俺が絶望していると、あっという間に大量の男子生徒に囲まれてしまった。
「や、やあ、おはよう諸君!
どうしたのかな、こんな大勢で??」
俺が、無理やり笑顔で元気よく挨拶すると、一人の男がスマホの画面を見せながらこう言ってきた。
「お前のとこの雪穂ちゃんのツイッターだ。」
雪穂のツイッター?
・・・どれどれ?
その内容はというと・・・
海未さんと夏樹のキスシーンです。
※拡散希望
ということだった、海未さんが眠っている俺のほっぺにキスをしている画像付きで・・・。
・・・どういうことだってばよ。
ていうかいつ、キスなんてされたんだよ!
後、これスクールアイドル的に大丈夫なの??
俺が恐る恐るスマホの画面から目を外すと、そこには、
ゴゴゴゴゴゴ
怒り狂った童貞共がいた。
・・・あぁ、神よ。
「・・・雪穂、確かに姉ちゃんに画像を送信した俺も悪かったけど、あの復讐はえげつくね?」
あの後、フルボッコにされた俺が家で雪穂にそう抗議すると
「・・・お姉ちゃん、あの画像を学校のホームページに載せた上に、学校の放送使って、『妹にキスされちゃいましたー!!』って放送したらしいよ、登校してすぐにね。」
「さっき、お姉ちゃんの同級生の人に、『あらあら、雪穂ちゃん、お姉ちゃんと仲いいのね~』って、例の画像見せられながら言われたよ・・・。
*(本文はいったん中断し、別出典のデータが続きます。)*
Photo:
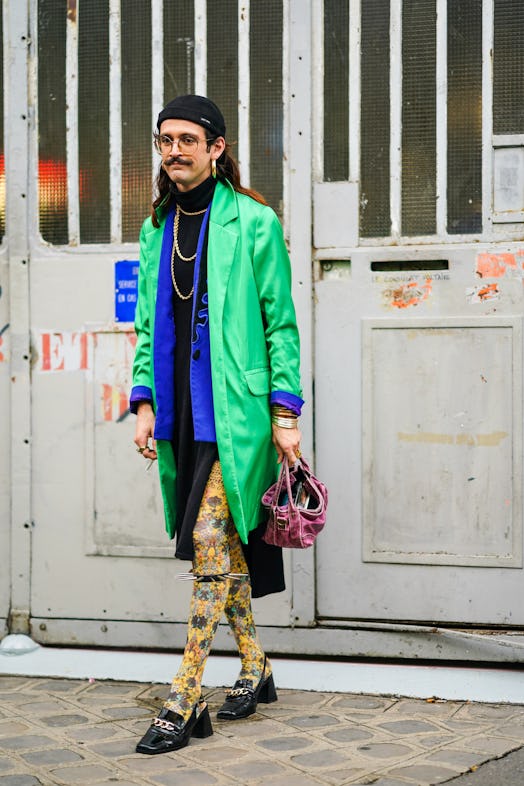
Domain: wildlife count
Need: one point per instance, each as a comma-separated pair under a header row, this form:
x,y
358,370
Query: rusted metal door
x,y
418,210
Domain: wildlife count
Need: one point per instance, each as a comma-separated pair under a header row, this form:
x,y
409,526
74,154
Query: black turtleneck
x,y
193,459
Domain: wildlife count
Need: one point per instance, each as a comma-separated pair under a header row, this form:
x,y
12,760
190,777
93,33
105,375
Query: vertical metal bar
x,y
16,29
317,44
157,69
396,117
442,117
73,174
298,42
354,90
115,122
487,115
286,112
200,47
244,136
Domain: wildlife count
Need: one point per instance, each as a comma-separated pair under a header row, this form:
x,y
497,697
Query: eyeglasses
x,y
187,144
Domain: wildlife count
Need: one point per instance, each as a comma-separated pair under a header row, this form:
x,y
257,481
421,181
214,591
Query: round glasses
x,y
187,144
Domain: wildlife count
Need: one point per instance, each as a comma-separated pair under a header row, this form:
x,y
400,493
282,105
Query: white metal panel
x,y
115,121
336,214
395,91
244,98
73,185
442,441
442,116
16,26
5,455
483,288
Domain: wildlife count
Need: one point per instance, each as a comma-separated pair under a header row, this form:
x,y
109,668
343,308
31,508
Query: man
x,y
216,391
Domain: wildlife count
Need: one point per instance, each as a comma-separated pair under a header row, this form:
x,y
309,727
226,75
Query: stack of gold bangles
x,y
283,417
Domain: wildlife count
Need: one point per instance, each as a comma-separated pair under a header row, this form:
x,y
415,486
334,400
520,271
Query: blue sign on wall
x,y
126,289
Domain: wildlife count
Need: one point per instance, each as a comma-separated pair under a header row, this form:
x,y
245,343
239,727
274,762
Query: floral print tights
x,y
218,553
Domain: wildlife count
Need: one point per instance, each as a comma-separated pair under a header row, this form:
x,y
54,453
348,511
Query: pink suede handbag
x,y
297,505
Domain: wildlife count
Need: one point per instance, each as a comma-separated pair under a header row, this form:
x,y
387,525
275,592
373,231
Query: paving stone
x,y
92,733
505,733
408,726
285,743
341,776
489,711
215,753
321,758
88,772
188,777
384,750
24,742
140,764
289,698
51,757
361,703
256,769
421,707
348,734
295,780
436,740
59,721
13,697
12,683
12,727
40,707
119,782
382,782
425,773
458,758
112,688
131,711
115,748
312,721
252,726
59,686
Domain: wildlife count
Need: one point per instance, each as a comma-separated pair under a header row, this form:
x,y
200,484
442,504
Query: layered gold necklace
x,y
176,249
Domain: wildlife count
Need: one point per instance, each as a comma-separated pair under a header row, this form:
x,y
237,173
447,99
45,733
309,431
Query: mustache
x,y
176,160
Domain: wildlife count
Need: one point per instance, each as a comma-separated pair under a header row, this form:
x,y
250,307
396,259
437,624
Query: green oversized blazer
x,y
254,345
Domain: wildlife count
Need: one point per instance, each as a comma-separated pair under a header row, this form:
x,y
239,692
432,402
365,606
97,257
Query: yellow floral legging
x,y
218,552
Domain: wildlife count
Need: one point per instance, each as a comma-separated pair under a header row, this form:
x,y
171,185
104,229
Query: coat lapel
x,y
223,239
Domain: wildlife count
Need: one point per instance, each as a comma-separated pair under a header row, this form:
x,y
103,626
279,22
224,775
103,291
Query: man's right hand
x,y
145,428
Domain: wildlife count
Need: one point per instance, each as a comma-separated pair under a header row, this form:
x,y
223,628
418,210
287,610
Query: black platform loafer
x,y
168,732
242,700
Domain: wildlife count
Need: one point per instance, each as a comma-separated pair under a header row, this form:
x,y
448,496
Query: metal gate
x,y
418,197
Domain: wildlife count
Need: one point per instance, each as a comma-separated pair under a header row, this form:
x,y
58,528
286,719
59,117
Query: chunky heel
x,y
268,692
241,701
203,727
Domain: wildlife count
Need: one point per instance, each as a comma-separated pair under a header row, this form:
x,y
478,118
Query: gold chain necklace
x,y
176,248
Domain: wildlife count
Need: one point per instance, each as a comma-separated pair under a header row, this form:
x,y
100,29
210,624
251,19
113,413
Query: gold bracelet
x,y
282,412
284,422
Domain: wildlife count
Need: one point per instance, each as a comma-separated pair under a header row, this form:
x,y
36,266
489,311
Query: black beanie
x,y
197,109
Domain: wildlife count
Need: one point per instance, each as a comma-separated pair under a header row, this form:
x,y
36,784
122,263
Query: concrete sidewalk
x,y
68,732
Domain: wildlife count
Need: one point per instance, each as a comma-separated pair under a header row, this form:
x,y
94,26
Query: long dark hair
x,y
227,169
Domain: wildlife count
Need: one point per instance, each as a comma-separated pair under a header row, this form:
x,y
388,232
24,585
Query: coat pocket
x,y
258,381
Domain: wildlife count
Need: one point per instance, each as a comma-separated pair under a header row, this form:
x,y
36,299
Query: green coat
x,y
253,341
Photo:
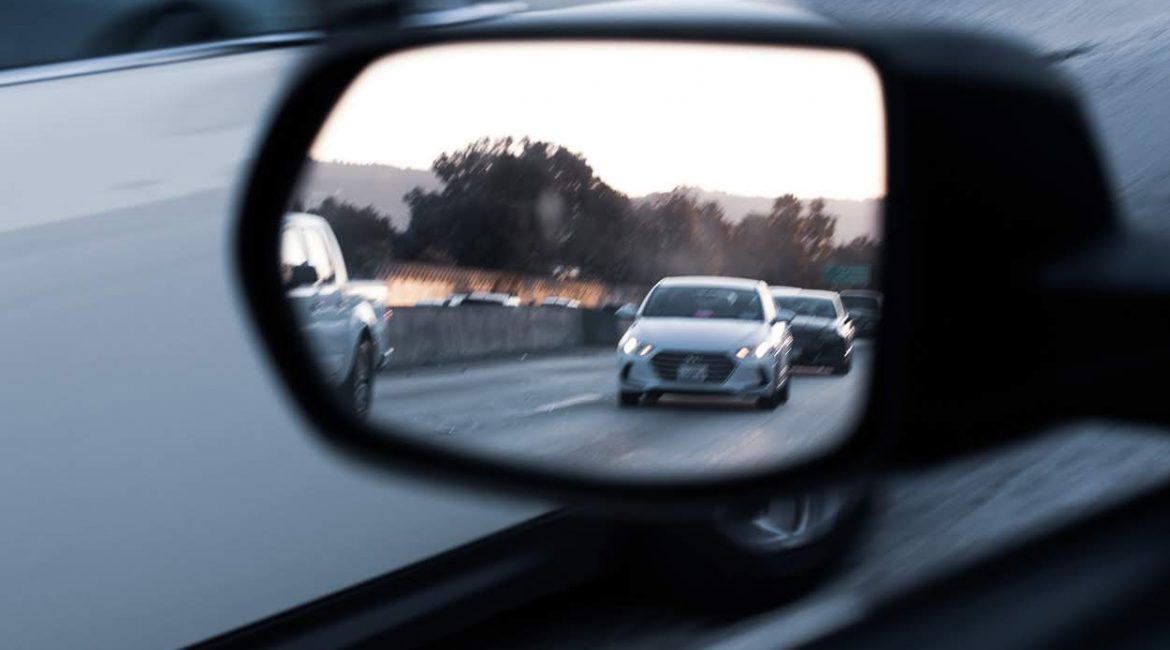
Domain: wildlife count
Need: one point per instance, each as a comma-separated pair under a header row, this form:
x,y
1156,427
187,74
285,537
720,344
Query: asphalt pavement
x,y
563,408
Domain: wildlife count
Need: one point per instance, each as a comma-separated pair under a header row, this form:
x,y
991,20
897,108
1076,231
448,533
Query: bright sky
x,y
747,119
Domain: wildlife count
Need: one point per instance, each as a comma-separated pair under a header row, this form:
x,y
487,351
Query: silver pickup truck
x,y
345,322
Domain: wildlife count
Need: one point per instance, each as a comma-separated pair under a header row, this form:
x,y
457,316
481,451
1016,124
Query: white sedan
x,y
706,336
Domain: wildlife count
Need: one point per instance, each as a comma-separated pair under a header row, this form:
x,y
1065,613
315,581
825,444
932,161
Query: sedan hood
x,y
700,334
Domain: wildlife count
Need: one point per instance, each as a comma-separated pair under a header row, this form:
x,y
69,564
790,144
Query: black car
x,y
865,310
823,330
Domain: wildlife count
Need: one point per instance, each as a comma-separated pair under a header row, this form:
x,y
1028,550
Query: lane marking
x,y
565,403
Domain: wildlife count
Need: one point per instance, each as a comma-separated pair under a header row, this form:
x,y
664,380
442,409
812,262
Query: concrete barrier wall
x,y
412,282
431,336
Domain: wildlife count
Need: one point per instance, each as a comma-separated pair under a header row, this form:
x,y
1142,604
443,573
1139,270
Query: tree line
x,y
536,207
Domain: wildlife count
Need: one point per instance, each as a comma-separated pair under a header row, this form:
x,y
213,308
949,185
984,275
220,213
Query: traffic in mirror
x,y
617,257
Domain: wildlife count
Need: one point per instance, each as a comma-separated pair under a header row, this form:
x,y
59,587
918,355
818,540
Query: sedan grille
x,y
718,366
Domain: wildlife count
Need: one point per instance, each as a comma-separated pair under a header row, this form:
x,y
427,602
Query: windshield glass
x,y
803,305
860,302
704,302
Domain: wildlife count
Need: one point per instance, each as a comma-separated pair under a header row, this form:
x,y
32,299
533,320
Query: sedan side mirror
x,y
626,312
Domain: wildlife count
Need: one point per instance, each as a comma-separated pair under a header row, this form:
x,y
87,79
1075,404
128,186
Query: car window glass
x,y
859,302
291,249
817,308
35,33
318,255
704,302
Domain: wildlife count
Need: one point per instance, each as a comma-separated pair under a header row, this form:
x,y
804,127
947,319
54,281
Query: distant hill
x,y
383,186
855,218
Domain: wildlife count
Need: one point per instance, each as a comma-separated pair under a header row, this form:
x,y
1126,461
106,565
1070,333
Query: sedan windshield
x,y
860,302
818,308
704,302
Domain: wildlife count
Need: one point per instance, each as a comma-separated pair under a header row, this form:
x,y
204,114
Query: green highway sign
x,y
847,275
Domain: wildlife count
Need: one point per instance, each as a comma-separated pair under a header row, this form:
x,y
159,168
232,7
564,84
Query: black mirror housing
x,y
302,275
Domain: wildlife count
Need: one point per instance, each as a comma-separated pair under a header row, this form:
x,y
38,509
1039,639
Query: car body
x,y
821,327
483,298
865,310
561,302
346,331
709,336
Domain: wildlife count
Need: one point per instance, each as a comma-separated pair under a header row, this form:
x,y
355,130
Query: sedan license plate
x,y
693,372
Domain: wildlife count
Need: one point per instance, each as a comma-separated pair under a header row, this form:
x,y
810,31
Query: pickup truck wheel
x,y
357,391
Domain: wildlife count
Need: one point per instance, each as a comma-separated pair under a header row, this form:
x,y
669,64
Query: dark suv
x,y
823,330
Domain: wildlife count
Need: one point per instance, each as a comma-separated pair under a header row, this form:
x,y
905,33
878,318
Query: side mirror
x,y
302,275
922,149
626,312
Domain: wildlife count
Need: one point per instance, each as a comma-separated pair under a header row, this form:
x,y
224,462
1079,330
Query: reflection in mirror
x,y
619,257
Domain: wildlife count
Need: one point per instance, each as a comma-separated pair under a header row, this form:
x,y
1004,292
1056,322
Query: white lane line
x,y
571,401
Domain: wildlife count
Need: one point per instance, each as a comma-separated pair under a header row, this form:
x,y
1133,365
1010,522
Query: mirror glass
x,y
605,256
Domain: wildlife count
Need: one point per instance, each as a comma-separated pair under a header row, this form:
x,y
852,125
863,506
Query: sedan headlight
x,y
628,344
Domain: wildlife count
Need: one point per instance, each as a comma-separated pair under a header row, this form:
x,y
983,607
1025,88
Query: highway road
x,y
563,408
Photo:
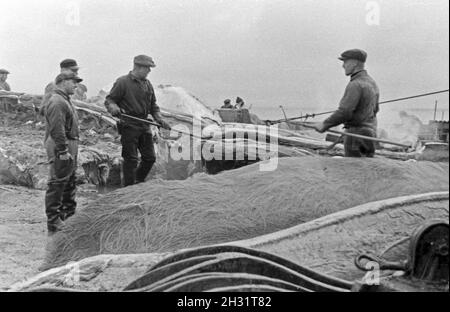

」
・・・・・・・・。
俺は、なんて酷いことをしたんだ・・・。
雪穂の顔は・・・死んでいる。
殺したのは・・・俺だ・・・。
「・・・すみません、まじで。」
それしか言えなかった。
「駅前のパフェ。」
雪穂は死んだままの顔でそうつぶやいた。
「・・・御意。」
まあ、仕方ないだろう。
「二杯。」
雪穂は死んだままの顔で再びそうつぶやいた。
「・・・・・・・御意」
さらば・・・俺のお小遣い、うぅ。